O que mais tem me preocupado - parafraseando ainda Martin Luther King - não é o grito dos maus, mas o silêncio dos bons”. A meu ver, um silêncio perturbador, de omissão, quase ensurdecedor, por mais paradoxal que possa parecer. Tenho repetido - como um ‘beija-flor no incêndio da floresta’ - que os bons friburguenses estão abandonando Nova Friburgo, deixando-a à deriva, adernando numa estrada de incompetências e atrocidades inexplicáveis, inaceitáveis. 

O episódio do Centro de Turismo é apenas um dos exemplos. É como lixo que varremos para debaixo do tapete e cujo volume explode em nossas faces, levantando uma poeira fétida, cobrando-nos solução. Cobrando-nos empenho e participação em assuntos e decisões que abandonamos à própria sorte há muito tempo. Urge perguntar: onde estão os verdadeiros friburguenses? Cadê o verdadeiro sentimento de pertencimento com a nossa cidade? 

Assim, de ruínas em ruínas, do Centro de Arte (que também tem uma lei municipal nomeando-o em homenagem a Jaburu - Julio Cesar Seabra Cavalcante), fechado desde 2011, às ruínas do extinto Colégio Nova Friburgo, no antigo Parque da Cascata, um milhão e 200 mil metros quadrados de um patrimônio de valor inestimável para o consciente coletivo friburguense, que entregamos à própria sorte, que deixamos à deriva sob a ação do próprio tempo. 

Na minha modesta opinião, “a maior prova de incompetência coletiva que todos nós - mesmo os bons, os melhores friburguenses - estamos perpetrando, com assinatura de recibo e tudo”. Cidade de tantos títulos, todos verdadeiros a seu tempo, estamos em dívida com aquela Nova Friburgo, que nos proporcionou chegar até os dias de hoje.

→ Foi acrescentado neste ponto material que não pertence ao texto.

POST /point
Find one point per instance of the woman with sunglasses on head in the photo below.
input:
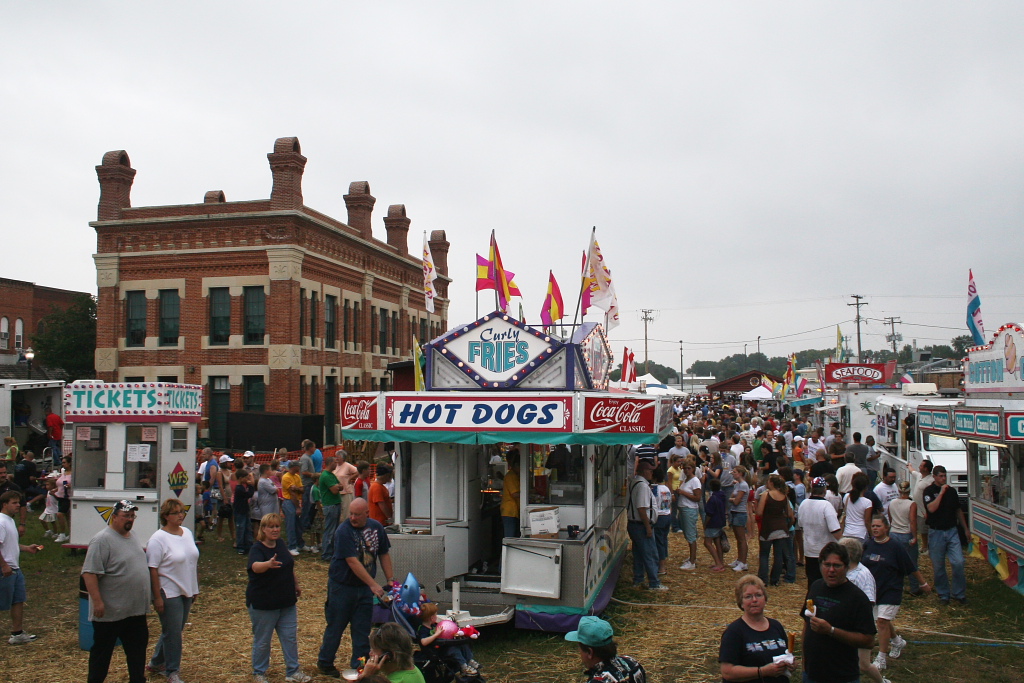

Estamos ainda envergonhando muitos dos que nos antecederam nestes mais de dois séculos. Depois que o leite ferve, chorar pelo que foi derramado, é mais do que vergonhoso, é atitude de covardia. Notas oficiais se tornam dissonantes, num universo em que o papel aceita tudo, mas o destino não vai perdoar nossa omissão. 

Nova Friburgo clama, reclama, chora, transborda, desmorona. Reconstruí-la é muito mais do que nossa missão diária. Defendê-la, protegê-la todos os dias é o mínimo que temos a fazer, mas não basta vociferar que é ‘Por amor’, mas provar concretamente, respeitando o seu hoje, ontem, seu passado, memória, história, cultura, sua gente, com os pés hoje, no presente, projetando um futuro em bases sólidas, para uma Nova Friburgo cada vez melhor. 

Para finalizar, além do pedido para que tenhamos, de fato, mais amor por Nossa Nova Friburgo, sugiro a cada um, um exercício muito simples: repare no próprio prédio da prefeitura (a sede do Poder Executivo), mas à luz do dia, e não sob lâmpadas coloridas de cada anoitecer cênico. Olhem, observem e reflitam sobre nossas ruínas. Vamos pensar melhor e refletir sobre quem ‘não cuida da própria casa’, assim como não respeita nem mesmo as suas próprias assinaturas em documentos oficiais. 

(*) “No Caminho, com Maiakóviski’, do dramaturgo carioca Eduardo Alves da Costa; autoria erroneamente atribuída ao poeta panfletário russo, Vladimir Maiakovski (1893-1930), homenageado no título pelo autor.